Where Late the Sweet Birds Sang, de Kate Wilhelm. A morte de
minha ex-professora na Clarion Workshop me levou a pegar de novo e desta vez
ler até o fim este romance que já foi chamado, na época, de “o melhor livro
sobre clones”. Num cenário pós-apocalipse, Kate imagina uma fazenda de uma
família com dinheiro, tecnologia e coragem, onde os humanos-como-nós vão sendo
substituídos por clones de si mesmos, a quem cabe viajar para longe do seu vale
de origem e examinar o que restou da civilização. Um romance onde se
contrapõem, em novas circunstâncias, a Sociedade Racional Antiemotiva e o
Selvagem Instintivo-Individualista.
Mnemomáquina de
Ronaldo Bressane (São Paulo, Ed. Demônio Negro). Bressane usa a prosa
eletrificada, pop e intensa de autores como Thomas Pynchon e D. F. Wallace para
falar de uma São Paulo pós-apocalipse, cibernética, delirante, numa cachoeira
de pequenos detalhes que vão desde o surrealismo da FC new-wave até o
hiperrealismo dos quadrinhos contemporâneos. Aquilo que os críticos chamam de
trapézio sem rede, num ritmo de entontecer.
The Magic Toyshop
de Angela Carter é o tipo de história que só essa autora seria capaz de levar a
cabo: o rito de passagem de uma adolescente que a morte dos pais obriga a viver
na loja de artigos mágicos de um tio tirânico e brutal, na companhia de primos
que ele acha ameaçadores e fascinantes.

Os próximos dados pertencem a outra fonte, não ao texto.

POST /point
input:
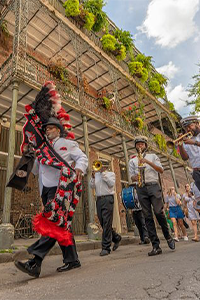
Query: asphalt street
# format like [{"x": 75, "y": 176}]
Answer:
[{"x": 127, "y": 273}]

Uma mistura de Charles Dickens com Neil
Gaiman, com um ponto de vista feminino.
Nova de Samuel
R. Delany. Uma space-opera com narrativa intrincada mas coerente, idéias
ousadas de física e de astronáutica, prosa brilhante. É o que toda space-opera
deveria ser, com personagens “maiores que a vida” mas verossímeis, lances
teatrais, perseguições e vinganças ferozes, civilização galáctica bem
imaginada. Um romance da mesma estatura de Duna
de Frank Herbert ou de The Stars My
Destination de Alfred Bester.
Piquenique na
Estrada (Ed. Aleph, São Paulo) de Arkády e Bóris Strugátski. Um romance
muito bom e que me pareceu uma fanfic de Stalker,
de Andrei Tarkóvski, porque compartilha o ambiente e a premissa, mas se prende
a outros episódios. (O livro, é claro, é bem anterior ao filme.) Alguns lugares
da Terra receberam uma visita breve de alienígenas que nem se deram conta da
presença da humanidade e foram logo embora, deixando atrás de si as Zonas, que
são verdadeiros campos minados onde acontecem alterações bizarras da realidade.
peixes coloridos de
alto-mar (Ed. Kafka, Curitiba) de Paulo Sandrini, é outro romance
pós-apocalíptico, num vago Brasil futuro corroído pela chuva ácida e vítima de
mutações bizarras. Um pai tenta criar a filha num ambiente brutal e decadente,
em meio ao escambo constante de produtos essenciais, ao saque e à sujeira.
Clans of the
Alphane Moon de Philip K. Dick é mais um que traduzi para a Suma de Letras.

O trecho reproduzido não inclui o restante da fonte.